How to Successfully Manage a Remote Team

Finding a suitable remote team for your business is only the first step of a successful relationship. What comes next is probably the harder part – creating a habit of working together with humans thousands of miles away. Sure, you have enough tools and apps to communicate with, keep track of and present ideas to your team, but it takes some additional efforts to make this relation a truly fruitful one. Here’s our quick advice.

Clear message

Communication is a key factor for any business with an onsite team. When speaking in the context of a distributed team in one or more locations, it becomes a crucial part in the efficient work of the organization. It’s not enough to write some tickets or vaguely discuss features with your team members and take for granted that they’ll connect the dots and understand why this is being done. You need to give them the bigger picture, explain why this new element is needed in a wider context. Only then will your remote developers be able to work with the higher purpose in mind, laying the path for upcoming functionality.

One of the primers of remote working, the social media company Buffer, has adopted a company-wide policy of repeating things twice. They believe that memos, chat posts and emails can get buried in an avalanche of requests, so repeating a point twice will significantly increase the chance of tackling it.

Build and maintain trust

Trust is a big deal with remote teams. After all, you can’t see your teammates in front of you the whole time and you don’t exactly know when and how much they’re working. You need to trust them that they know how to divide their time to complete the job. When a teammate gives you an estimated time until completion you have to trust that this time doesn’t include four days of slacking and two days of actual work. One way to reduce any kind of doubt concerning people’s productivity is creating the habit of justifying the time spent for a certain finished result. Try doing daily/weekly stand-ups where teammates describe what they’ve been working on, what issues they encountered and what they plan to do next.

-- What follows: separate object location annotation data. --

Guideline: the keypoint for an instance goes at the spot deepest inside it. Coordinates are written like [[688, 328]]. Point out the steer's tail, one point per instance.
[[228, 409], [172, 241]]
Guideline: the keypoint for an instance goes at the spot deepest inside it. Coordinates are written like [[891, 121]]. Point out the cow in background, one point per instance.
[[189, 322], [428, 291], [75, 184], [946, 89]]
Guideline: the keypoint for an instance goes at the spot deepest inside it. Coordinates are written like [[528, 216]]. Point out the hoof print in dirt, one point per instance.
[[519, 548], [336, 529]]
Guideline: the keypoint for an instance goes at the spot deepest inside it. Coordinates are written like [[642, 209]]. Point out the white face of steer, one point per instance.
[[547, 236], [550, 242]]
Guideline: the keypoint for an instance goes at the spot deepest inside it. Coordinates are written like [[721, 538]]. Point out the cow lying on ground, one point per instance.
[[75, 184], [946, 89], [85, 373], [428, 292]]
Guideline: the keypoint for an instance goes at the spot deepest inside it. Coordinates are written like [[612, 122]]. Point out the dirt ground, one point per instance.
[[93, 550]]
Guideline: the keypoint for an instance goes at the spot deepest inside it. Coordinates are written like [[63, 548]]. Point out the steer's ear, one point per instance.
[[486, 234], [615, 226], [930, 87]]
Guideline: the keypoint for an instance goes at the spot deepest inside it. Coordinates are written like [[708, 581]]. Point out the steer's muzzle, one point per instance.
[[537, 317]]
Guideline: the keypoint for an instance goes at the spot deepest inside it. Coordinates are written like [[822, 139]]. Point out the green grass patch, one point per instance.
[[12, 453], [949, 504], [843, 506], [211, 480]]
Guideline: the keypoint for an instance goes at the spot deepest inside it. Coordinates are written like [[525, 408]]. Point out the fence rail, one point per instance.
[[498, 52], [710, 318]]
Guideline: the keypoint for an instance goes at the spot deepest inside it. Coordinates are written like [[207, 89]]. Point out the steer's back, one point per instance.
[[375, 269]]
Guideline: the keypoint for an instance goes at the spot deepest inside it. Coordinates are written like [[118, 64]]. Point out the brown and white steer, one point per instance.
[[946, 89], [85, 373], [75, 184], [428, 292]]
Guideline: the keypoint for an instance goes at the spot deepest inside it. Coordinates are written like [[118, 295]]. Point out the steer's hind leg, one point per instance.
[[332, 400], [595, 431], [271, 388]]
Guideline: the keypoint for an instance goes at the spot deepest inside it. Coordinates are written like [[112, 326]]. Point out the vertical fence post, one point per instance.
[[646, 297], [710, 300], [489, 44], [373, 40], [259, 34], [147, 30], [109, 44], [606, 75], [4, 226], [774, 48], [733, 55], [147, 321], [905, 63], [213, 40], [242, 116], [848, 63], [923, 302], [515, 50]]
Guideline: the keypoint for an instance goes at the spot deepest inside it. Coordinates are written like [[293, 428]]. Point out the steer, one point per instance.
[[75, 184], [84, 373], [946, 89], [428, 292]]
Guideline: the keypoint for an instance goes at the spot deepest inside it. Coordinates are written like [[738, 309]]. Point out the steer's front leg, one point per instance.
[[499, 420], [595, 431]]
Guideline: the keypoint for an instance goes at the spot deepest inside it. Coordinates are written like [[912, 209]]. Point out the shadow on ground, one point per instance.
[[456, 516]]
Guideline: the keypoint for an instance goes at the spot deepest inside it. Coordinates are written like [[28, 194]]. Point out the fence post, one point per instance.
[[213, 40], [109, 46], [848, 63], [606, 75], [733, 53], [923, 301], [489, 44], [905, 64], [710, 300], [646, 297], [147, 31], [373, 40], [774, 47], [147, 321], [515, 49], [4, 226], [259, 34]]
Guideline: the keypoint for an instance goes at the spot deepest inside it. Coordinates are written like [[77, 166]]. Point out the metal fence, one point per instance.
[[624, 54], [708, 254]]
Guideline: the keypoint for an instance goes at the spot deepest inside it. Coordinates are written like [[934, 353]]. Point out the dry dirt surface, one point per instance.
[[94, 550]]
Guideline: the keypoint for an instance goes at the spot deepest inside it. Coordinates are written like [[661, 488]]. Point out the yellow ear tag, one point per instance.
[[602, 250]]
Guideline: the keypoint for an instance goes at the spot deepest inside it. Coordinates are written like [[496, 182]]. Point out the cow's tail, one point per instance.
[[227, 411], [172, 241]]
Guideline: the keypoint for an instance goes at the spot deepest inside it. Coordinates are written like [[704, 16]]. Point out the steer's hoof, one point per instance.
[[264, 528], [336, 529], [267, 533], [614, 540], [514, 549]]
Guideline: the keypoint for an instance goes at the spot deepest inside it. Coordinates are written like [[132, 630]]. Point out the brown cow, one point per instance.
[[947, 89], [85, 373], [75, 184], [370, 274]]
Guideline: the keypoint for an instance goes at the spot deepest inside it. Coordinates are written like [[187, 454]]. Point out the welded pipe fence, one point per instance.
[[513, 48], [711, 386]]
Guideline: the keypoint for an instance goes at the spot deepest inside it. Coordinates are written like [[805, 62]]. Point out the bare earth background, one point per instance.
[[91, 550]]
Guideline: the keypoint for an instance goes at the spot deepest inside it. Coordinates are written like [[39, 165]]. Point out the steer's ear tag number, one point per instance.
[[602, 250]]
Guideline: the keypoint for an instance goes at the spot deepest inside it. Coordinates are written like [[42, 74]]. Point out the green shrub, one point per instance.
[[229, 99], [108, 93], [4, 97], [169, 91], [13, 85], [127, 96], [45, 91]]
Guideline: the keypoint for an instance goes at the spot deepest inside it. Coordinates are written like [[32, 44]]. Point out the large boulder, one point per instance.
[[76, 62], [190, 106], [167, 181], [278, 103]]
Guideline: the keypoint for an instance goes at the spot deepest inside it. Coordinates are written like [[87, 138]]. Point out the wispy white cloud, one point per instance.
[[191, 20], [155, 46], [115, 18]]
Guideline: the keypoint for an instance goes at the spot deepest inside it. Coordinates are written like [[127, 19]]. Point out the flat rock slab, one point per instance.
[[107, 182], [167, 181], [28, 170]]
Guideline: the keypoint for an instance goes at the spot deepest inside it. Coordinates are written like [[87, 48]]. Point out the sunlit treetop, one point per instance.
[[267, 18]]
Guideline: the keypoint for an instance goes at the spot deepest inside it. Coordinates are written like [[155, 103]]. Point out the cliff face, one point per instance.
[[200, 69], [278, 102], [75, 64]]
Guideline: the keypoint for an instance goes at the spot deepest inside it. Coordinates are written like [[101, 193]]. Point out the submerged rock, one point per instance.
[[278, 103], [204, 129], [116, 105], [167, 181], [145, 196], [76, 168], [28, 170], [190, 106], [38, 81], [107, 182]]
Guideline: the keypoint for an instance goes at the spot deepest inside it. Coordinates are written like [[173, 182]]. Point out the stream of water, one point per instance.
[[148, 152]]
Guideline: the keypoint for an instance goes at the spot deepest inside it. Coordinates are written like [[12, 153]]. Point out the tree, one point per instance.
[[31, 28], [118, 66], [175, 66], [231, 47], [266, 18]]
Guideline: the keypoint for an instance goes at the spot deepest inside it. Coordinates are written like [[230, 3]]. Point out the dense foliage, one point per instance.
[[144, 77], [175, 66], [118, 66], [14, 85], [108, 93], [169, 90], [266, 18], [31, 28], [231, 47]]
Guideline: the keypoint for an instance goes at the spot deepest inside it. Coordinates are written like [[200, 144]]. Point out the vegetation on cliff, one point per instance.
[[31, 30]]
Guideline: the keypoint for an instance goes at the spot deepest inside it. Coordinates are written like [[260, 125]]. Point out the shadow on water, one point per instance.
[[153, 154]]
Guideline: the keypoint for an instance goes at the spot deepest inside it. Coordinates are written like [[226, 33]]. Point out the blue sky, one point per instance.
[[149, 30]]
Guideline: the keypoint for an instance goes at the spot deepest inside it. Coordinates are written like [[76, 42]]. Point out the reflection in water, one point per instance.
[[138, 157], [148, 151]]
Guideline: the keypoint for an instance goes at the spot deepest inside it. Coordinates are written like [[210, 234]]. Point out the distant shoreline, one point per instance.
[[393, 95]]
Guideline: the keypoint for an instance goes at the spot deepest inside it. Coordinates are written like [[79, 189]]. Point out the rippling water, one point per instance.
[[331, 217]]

The best practice of building trust is to employ communication tools that involve a video connection. That way, teammates will take into account other means of communication such as gestures and facial expressions, which are much more important for building long-lasting, personal connections.

The best way to go, when working with a remote team is to make efforts to include them in your organization. The remote teammates may not be a formal part of the company, but they need to feel like they’re part of a wider team with a common goal. Bring the whole team together once or twice a year, share office humor with them, encourage virtual friendships. Consider a remote team as an extended part of your company family and the results will be notable.